The belligerence of the United States in antagonising Kim Jong-un is being blamed for an escalation of the temperature in this dangerous game of `dare’.

Trump’s Nuclear Button, The Race to The Bottom

Malaysian anti-nuclear activist Datuk Dr Ronald McCoy – founding member of the Nobel Peace Prize-winning International Campaign To Abolish Nuclear Weapons (ICAN) – calls the United States the culprit of the piece for holding naval exercises and making nuclear gestures that is interpreted by North Korea as a threat.

“As soon as one state has nuclear weapons, others want the same, naturally. So, America first, and almost immediately, Russia did. As soon as India had nuclear weapons, Pakistan had nuclear weapons too,” says Dr McCoy.

“When you threaten North Korea with nuclear weapons and having naval exercises along the coast of North Korea, what do you expect them to do? You threaten them with nuclear weapons, of course they will build their own nuclear weapons! The culprit is not North Korea, the culprit is the United States.”

The culprit is not North Korea, the culprit is the United States

Will Nuclear States Give Up Their Weapons?

When 87-year old Dr McCoy first mooted idea of ICAN, a campaign for nuclear disarmament back in 2005, little did he expect that it would go on to win the prestigious Nobel Peace Prize in 2017.

Drawing inspiration from International Campaign to Ban Landmines – a group which efforts had led to the formation of an international treaty banning the use of anti-personnel landmines globally in 1997, the work of ICAN was instrumental in the conception of the United Nations’ Treaty on the Prohibition of Nuclear Weapons.

Also known as the Nuclear Weapon Ban Treaty, it seeks to formally ban the possession, production, transfer, threat of use or use of nuclear weapons.

“When we had the landmines, chemical weapons and biological weapons ban treaties, many countries, at that stage, didn’t join. But after a while, they did. So we expect the same to happen.”

On July 7, 2017, 122 states voted to adopt the Nuclear Weapon Ban Treaty.

But will the treaty have any weight in terms of operational impact? As all nine nuclear weapon possessing states (including the five permanent members of the Security Council) have stayed away from the treaty.

In order for the treaty to come into effect to become international law, signature and ratification by at least 50 countries is required – and the ban treaty is legally binding only on signatories.

“Until the nuclear weapon states join, sign and ratify the treaty, you cannot impose the law on them. So, we still have a lot of work to do,” says Dr McCoy.

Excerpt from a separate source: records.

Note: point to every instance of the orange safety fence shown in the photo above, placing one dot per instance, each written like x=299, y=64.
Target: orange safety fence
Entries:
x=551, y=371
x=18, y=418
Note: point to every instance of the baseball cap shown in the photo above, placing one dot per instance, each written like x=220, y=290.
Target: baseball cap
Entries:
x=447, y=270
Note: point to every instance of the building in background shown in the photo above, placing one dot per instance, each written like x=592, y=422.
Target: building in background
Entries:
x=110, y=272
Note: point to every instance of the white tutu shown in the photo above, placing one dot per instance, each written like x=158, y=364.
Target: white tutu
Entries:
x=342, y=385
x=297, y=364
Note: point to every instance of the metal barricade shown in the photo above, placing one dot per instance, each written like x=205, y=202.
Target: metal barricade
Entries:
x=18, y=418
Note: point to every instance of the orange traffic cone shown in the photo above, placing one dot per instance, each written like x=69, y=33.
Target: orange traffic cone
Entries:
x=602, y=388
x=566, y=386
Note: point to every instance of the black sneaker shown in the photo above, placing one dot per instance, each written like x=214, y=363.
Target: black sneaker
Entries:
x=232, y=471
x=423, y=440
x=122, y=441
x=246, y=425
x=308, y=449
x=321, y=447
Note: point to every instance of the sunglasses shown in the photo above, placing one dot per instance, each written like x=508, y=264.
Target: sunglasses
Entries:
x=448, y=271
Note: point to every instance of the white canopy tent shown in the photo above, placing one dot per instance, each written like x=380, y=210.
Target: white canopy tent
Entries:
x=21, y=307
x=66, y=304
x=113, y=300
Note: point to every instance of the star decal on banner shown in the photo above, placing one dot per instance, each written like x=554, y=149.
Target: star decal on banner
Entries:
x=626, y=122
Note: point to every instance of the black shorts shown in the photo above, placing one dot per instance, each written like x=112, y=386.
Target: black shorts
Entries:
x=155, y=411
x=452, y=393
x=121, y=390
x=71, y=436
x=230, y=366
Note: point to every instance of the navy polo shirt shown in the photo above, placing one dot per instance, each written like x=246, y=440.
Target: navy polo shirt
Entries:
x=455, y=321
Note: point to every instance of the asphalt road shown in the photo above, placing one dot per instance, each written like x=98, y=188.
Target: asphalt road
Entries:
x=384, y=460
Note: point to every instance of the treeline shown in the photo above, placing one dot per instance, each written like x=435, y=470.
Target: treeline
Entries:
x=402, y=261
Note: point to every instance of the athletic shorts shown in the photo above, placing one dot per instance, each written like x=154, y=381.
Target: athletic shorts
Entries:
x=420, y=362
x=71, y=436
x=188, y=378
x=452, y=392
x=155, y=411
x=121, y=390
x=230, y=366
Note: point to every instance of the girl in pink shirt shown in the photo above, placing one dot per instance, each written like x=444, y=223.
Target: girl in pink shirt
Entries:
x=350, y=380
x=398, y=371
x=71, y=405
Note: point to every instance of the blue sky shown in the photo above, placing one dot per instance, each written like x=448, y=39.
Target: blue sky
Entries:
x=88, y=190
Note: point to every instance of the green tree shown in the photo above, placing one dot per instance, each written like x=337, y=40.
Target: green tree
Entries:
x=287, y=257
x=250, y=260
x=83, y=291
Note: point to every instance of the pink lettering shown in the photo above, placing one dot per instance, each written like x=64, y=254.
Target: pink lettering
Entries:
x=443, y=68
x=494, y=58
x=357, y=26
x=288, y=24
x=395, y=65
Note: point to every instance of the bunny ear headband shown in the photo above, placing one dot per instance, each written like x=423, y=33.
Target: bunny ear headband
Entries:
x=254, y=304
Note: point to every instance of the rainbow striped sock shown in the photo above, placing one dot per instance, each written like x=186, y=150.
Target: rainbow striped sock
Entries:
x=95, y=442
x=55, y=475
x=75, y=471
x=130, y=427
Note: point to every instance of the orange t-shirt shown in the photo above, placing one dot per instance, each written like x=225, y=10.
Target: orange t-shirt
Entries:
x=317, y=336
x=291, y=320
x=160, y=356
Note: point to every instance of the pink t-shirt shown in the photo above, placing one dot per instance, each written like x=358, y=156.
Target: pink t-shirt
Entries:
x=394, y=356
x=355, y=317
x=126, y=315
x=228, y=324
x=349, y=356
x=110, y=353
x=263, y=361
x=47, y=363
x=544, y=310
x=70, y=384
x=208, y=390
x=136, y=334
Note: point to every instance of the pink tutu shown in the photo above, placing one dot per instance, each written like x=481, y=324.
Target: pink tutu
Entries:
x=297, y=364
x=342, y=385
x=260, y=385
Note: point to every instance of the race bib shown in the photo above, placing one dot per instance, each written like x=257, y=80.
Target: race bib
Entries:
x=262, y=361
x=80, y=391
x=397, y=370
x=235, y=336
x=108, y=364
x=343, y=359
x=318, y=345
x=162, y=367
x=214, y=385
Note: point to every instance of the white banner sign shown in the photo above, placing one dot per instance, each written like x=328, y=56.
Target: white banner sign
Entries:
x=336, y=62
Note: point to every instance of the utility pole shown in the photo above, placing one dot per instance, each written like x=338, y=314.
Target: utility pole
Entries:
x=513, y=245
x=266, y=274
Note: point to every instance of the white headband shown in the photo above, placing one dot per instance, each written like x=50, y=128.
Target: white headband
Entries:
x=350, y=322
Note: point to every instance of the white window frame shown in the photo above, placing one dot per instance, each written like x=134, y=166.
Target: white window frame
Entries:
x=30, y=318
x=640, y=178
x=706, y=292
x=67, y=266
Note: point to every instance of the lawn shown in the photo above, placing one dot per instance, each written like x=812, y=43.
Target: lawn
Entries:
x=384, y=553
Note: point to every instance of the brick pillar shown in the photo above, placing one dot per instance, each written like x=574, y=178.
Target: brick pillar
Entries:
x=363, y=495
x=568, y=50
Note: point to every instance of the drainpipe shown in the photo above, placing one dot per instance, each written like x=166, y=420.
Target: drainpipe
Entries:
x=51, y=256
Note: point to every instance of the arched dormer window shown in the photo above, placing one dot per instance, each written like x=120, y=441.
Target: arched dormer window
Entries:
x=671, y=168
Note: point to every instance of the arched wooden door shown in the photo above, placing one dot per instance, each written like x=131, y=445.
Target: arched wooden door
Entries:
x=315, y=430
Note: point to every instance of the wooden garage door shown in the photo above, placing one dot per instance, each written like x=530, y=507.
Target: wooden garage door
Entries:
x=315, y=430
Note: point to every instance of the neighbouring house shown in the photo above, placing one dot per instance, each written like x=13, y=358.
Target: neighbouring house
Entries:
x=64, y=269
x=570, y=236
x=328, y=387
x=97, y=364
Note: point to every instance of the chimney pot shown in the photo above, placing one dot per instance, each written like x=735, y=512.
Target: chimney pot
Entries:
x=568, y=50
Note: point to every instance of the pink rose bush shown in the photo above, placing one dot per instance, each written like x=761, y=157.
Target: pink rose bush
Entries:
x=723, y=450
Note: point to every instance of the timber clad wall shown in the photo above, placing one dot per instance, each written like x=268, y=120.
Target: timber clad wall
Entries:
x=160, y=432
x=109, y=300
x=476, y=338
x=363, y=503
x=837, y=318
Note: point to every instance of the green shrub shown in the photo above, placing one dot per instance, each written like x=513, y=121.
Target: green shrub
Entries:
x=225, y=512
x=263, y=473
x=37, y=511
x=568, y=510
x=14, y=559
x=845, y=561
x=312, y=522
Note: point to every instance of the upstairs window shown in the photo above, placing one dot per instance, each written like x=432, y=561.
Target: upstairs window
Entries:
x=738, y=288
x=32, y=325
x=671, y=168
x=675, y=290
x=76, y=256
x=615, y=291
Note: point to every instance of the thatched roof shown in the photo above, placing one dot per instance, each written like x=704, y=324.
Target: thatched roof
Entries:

“It is difficult but we will try. I am guessing here – maybe Britain will be the first country (to ban nuclear). If we have Jeremy Corbyn as prime minister, it is a possibility. China, in my view, is just waiting to get rid of nuclear weapons as soon as the others do. China doesn’t want war with anybody. China just wants to get on with its own business.”

Nuclear Disarmament, A Possibility?

Dr McCoy says the United States, Russia, the United Kingdom, France and China will have to take lead by committing themselves unequivocally to the elimination of all nuclear weapons.

I have a very simple philosophy. If you have a man-made problem, then man can solve those man-made problems

“Somebody has to take the lead, and the lead has to be taken by the big nuclear weapon states.”

Numerous nuclear disarmament advocacy and treaties have helped reduced the worldwide nuclear weapons stockpile from over 60,000 in the mid-eighties, to about 15,000 currently.

“I have a very simple philosophy. If you have a man-made problem, then man can solve those man-made problems.”

“Simple in logic but, of course, difficult to achieve. But we have to work on it. We cannot wish this things away. We have to work hard,” Dr McCoy adds.